I’m 70 years old. I’ve been reading at least two newspapers a day most years since 1955. I was a news junkie as a child, which is why I became a newspaper reporter. So I remember the Civil Rights Movement and the 1960s vividly. However, I needed to do a good bit of research for my character Lucius, who is 60 and a jazz man. He was one of the black Americans who served under French military command during World War I because the American military didn’t mix the races. Lucius’ mentor was French. He returned to Chicago in time for the 1919 race riot, memorialized in Carl Sandburg’s classic “Chicago Race Riots”. I relied on many sources on the web and from the library. Among the most important were: Louis Rosen’s “The South Side: The Racial Transformation of an American Neighborhood, Adam Green’s “Selling the Race: Culture, Community, and Black Chicago 1940-1955,” Le Roi Jones’ “Blues People: Negro Music in White America,” Scott DeVeaux and Gary Giddens’ “Jazz,” and Gunther Schuller’s “The Swing Era: The Development of Jazz 1930-1945.”

On the subject of abortion, I found the following books most helpful: “The Story of Jane: The Legendary Underground Feminist Abortion Service” (which took place in Chicago) by Laura Kaplan, “Abortion Rites: A Social History of Abortion in America” by Marvin Olasky, and “Back Rooms: Voices from the Illegal Abortion Era” by Ellen Messer and Kathryn E. May.

After researching, how has society’s thinking changed regarding abortion since the 1960s? How is it still similar?
In the 1960s, people didn’t talk about abortion. The subject was strictly taboo. I think anyone who would say they knew what people were thinking would only be guessing.

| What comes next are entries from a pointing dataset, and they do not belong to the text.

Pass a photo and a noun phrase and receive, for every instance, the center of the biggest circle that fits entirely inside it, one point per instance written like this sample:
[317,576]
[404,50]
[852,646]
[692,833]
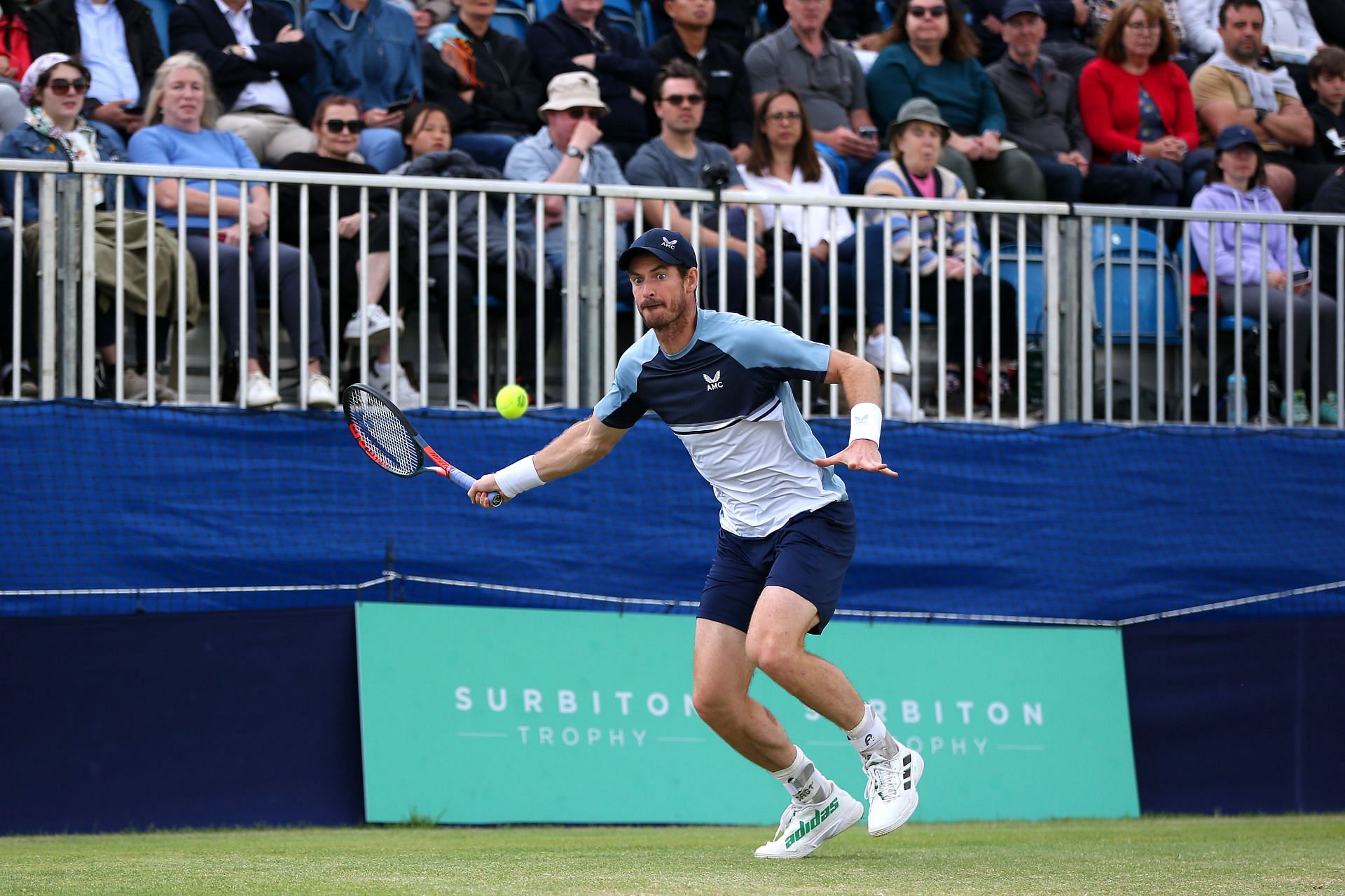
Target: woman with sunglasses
[1137,102]
[182,112]
[54,130]
[336,127]
[783,162]
[932,53]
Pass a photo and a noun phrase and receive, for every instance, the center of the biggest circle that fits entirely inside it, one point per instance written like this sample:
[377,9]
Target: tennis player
[722,381]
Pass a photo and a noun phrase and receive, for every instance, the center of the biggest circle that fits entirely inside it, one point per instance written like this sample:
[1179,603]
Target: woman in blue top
[932,54]
[368,50]
[181,112]
[54,130]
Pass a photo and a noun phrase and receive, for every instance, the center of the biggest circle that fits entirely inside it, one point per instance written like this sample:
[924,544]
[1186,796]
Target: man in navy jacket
[256,60]
[580,38]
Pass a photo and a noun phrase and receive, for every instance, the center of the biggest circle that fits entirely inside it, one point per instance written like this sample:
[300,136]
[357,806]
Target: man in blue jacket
[580,38]
[256,60]
[368,50]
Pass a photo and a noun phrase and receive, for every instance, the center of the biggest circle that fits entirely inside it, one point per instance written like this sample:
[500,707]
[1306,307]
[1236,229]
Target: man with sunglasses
[116,41]
[678,159]
[567,150]
[830,83]
[256,60]
[579,36]
[728,96]
[1064,19]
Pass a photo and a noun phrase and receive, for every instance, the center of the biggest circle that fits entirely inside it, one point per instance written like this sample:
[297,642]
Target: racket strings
[384,434]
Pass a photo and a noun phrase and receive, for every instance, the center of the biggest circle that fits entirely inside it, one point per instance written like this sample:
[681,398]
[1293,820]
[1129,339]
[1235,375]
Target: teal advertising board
[479,715]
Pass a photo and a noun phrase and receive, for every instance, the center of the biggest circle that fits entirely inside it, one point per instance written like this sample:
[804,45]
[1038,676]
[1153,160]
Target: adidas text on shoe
[805,827]
[893,773]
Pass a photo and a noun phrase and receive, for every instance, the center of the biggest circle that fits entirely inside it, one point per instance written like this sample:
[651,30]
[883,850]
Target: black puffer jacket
[451,163]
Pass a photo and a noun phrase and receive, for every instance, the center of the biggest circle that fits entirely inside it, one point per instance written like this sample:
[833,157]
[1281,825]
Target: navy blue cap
[1235,136]
[665,245]
[1014,7]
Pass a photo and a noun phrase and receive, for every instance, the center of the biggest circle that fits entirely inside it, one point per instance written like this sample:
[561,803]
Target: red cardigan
[1109,100]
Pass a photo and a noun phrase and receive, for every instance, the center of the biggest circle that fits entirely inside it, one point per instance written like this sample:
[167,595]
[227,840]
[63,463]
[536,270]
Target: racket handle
[467,482]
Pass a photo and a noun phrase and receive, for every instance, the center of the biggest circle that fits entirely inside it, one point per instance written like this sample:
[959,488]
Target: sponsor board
[479,715]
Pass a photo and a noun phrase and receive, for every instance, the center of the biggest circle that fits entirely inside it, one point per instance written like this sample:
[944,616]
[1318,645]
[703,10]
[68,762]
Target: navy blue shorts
[808,556]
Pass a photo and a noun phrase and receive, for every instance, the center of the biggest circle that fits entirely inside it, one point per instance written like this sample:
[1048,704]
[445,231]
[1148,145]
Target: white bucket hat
[572,90]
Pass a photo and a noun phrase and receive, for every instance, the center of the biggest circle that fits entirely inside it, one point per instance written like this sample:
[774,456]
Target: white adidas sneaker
[805,827]
[893,773]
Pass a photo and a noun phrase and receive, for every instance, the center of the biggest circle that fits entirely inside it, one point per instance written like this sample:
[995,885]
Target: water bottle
[1235,400]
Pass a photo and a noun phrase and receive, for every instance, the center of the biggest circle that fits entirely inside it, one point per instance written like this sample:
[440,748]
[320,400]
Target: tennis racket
[392,441]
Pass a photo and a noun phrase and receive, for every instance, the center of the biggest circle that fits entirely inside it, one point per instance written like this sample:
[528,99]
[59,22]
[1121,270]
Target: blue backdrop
[1082,521]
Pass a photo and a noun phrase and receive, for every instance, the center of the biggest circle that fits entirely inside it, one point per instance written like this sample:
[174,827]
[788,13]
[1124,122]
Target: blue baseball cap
[1014,7]
[665,245]
[1235,136]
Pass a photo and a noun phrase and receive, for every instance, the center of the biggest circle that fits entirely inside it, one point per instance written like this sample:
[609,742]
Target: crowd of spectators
[1117,101]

Tell us about the title of your book, “Blackbird Blues.”
In the decades in which the novel is set—Sister Michaeline’s 1940s diary and Mary Kaye’s 1963—nuns were dressed head to toe in black garments. So nuns were often called “blackbirds,” sometimes as a term of endearment, sometimes as a slur. When the Catholic Church’s Vatican Council ended in 1965, most religious orders made many changes in their rules, including modifications in clothing, so “blackbird” no longer applied. “Blues,” of course, refers to the music, as well as the sorrows in the novel, many of which revolved around Sister Michaeline, who is Mary Kaye’s mentor, Lucius’ lover and Benny’s mother.

While reading “Blackbird Blues,” it becomes very clear how vital music is to everyone, how it can cross cultural, religious and socioeconomic lines. How did music become so important in your own life?
In grade school I was tapped to sing in the adult choir at church because my voice had a range from alto to soprano. I also took piano lessons in grade school. But singing was my forte. I was in a glee club in high school and a church choir in college.

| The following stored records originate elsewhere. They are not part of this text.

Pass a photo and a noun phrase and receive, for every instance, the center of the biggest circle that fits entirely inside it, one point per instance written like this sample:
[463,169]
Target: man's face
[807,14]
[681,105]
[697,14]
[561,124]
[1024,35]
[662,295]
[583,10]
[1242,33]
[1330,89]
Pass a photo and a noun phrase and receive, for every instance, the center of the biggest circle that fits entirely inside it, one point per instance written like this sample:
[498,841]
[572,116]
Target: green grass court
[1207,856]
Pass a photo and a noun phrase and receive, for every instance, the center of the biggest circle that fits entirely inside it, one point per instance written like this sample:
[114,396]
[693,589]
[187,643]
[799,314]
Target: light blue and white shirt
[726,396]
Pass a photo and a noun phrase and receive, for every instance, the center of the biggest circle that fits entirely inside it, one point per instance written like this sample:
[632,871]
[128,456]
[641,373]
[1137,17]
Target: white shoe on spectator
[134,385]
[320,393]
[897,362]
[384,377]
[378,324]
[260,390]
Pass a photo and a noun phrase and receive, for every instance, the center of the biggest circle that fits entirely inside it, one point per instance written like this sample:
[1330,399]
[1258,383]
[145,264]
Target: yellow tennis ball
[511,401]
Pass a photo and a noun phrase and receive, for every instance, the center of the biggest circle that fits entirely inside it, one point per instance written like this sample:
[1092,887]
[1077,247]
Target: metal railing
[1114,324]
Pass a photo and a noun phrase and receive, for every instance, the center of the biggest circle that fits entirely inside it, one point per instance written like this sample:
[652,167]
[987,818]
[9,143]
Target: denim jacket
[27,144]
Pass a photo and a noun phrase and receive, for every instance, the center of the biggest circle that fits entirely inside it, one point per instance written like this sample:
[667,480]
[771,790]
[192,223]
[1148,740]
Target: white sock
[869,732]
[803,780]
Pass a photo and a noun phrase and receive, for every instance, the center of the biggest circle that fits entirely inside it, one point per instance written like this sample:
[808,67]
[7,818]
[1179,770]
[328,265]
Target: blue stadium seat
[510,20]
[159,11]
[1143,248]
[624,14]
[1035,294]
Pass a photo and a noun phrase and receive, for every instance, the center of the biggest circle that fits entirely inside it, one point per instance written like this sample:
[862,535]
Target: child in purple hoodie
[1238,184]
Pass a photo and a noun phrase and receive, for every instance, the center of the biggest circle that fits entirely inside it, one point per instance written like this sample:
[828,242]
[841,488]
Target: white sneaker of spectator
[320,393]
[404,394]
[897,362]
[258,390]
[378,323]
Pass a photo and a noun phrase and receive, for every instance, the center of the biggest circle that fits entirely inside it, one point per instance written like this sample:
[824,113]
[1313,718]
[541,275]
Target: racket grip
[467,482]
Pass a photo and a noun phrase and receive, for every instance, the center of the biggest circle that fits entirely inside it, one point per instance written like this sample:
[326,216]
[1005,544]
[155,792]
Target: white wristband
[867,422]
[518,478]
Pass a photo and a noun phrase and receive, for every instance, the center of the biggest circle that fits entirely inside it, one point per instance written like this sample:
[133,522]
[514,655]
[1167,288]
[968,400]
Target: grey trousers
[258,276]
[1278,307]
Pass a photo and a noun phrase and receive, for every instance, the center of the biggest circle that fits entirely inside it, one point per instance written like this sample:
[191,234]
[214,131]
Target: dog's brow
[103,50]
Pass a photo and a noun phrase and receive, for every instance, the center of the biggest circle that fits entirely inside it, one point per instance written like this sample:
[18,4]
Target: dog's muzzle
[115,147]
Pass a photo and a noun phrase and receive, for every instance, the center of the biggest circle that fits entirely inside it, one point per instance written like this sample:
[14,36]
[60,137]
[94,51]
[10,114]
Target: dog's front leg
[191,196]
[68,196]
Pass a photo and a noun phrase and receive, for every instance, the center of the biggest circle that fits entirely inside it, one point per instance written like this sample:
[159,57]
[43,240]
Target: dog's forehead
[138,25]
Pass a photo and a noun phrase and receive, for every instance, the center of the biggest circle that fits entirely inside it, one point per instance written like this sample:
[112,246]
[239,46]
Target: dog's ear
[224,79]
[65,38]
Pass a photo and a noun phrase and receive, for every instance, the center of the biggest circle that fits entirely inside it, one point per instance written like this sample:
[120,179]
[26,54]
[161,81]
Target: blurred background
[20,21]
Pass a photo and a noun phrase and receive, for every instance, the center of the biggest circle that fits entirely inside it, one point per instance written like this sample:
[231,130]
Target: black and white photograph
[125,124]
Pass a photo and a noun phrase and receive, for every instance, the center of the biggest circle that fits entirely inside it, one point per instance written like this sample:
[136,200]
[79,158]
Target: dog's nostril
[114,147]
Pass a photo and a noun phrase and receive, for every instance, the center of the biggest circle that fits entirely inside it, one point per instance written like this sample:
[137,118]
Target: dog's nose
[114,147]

Do you listen to music while you write?
Never. I let whatever is within me bubble up without direction. That requires silence, which I treasure. But I made a point of often listening to jazz and blues during the time when I wasn’t actually sitting at my desk writing. I especially listened to Billie Holiday, Jelly Roll Morton, Louis Armstrong, Earl Hines, Ella Fitzgerald, John Coltrane, and Miles Davis because they figure in the novel.

Nuns are prominently featured in your novel. Did you have nuns as teachers when you were growing up?
I am the oldest of five children born in six years. My family moved 10 times before I was 9 years old. Every time but once there was a nun there who swooped me up, took me under her wings, and looked out for me. They were from different religious orders, but what they had in common was a tenderness and generosity that prompted them to give me not just the education I needed, but the extra mothering after school. I spent my high school years in a convent, and they are among the happiest years of my life.

What do you hope readers take away from your book?
A new thought. And perhaps a new question.